Indian equities outperformed last year, with the MSCI India Index posting a gain just over 20%, and the positive investor sentiment should continue, he said.
“One of the key factors driving this optimism is that India’s chronic inflationary pressures, which have plagued the economy over the last few years, have finally started to subside.”
Weak commodity prices, particularly the fall in oil prices, has resulted in bringing down the inflation to the current level of around 5% compared to 11% at the end of 2013.
India is a net oil importer and the government’s balance sheet is currently benefitting from lower oil prices, which reduces both import costs and fuel subsidies.
However, Bhatia highlighted that a significant reversal in oil prices could be a dampener.
“The key risk would be a reversal of the sentiment that has been driving stock prices, namely the reversal of weak commodity prices,” Bhatia said.
Apart from this, India like any other emerging market, could see fund outflows if the US dollar continues to strengthen.

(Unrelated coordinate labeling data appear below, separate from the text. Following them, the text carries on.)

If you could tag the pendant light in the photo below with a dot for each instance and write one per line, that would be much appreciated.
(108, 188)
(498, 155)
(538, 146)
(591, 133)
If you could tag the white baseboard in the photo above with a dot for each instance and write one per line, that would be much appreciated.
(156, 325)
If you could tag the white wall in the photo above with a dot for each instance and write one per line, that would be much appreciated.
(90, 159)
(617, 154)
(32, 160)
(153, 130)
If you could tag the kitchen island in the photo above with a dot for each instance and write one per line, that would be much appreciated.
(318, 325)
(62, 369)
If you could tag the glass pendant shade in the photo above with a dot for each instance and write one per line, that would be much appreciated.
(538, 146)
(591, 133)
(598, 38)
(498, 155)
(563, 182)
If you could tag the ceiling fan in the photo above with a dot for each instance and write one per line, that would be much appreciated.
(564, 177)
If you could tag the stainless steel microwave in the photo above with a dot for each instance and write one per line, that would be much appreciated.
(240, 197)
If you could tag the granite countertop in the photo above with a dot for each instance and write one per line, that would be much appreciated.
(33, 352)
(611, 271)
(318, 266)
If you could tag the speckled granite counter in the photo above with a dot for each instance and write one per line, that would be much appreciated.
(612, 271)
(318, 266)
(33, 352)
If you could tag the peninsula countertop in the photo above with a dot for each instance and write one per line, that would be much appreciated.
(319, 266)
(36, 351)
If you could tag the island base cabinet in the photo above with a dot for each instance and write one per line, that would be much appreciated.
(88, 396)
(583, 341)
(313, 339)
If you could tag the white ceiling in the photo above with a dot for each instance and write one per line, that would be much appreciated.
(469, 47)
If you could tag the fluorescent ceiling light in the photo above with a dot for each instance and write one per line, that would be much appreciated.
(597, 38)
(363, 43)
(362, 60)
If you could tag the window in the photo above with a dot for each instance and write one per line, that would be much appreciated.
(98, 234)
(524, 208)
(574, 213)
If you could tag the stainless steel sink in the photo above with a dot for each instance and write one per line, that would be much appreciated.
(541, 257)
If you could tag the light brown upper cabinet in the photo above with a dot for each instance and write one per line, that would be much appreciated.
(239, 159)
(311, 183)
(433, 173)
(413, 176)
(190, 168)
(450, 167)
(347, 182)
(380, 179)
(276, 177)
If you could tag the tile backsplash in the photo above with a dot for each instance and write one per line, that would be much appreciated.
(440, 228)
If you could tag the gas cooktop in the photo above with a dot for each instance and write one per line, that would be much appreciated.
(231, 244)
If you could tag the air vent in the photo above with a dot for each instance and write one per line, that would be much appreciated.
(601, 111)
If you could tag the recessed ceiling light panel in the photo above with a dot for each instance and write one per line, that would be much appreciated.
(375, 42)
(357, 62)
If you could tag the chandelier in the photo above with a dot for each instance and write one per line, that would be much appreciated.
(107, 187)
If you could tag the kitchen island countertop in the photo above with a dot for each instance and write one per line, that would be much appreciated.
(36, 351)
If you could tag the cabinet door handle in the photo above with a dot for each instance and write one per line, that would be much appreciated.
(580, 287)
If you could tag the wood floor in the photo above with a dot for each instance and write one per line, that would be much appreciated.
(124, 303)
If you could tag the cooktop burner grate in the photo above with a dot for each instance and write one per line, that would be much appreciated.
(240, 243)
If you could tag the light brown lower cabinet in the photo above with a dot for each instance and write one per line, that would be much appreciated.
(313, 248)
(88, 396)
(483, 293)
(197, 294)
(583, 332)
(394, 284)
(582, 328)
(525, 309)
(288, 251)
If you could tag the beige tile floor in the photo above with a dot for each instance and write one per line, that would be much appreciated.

Vast long-term growth potential
Even as these risks persist, the strong mandate awarded to Prime Minister Narendra Modi and his reform-minded government makes it more likely that India’s “vast” long-term economic growth potential will be realised, Bhatia said.
Although the Indian budget presented at the end of February had no “big bang” reforms, there were still some positive measures, Bhatia said.
“These included a 25% increase in budgetary allocations to infrastructure capital expenditure, which should support growth given the economy’s infrastructure is in dire need of investment."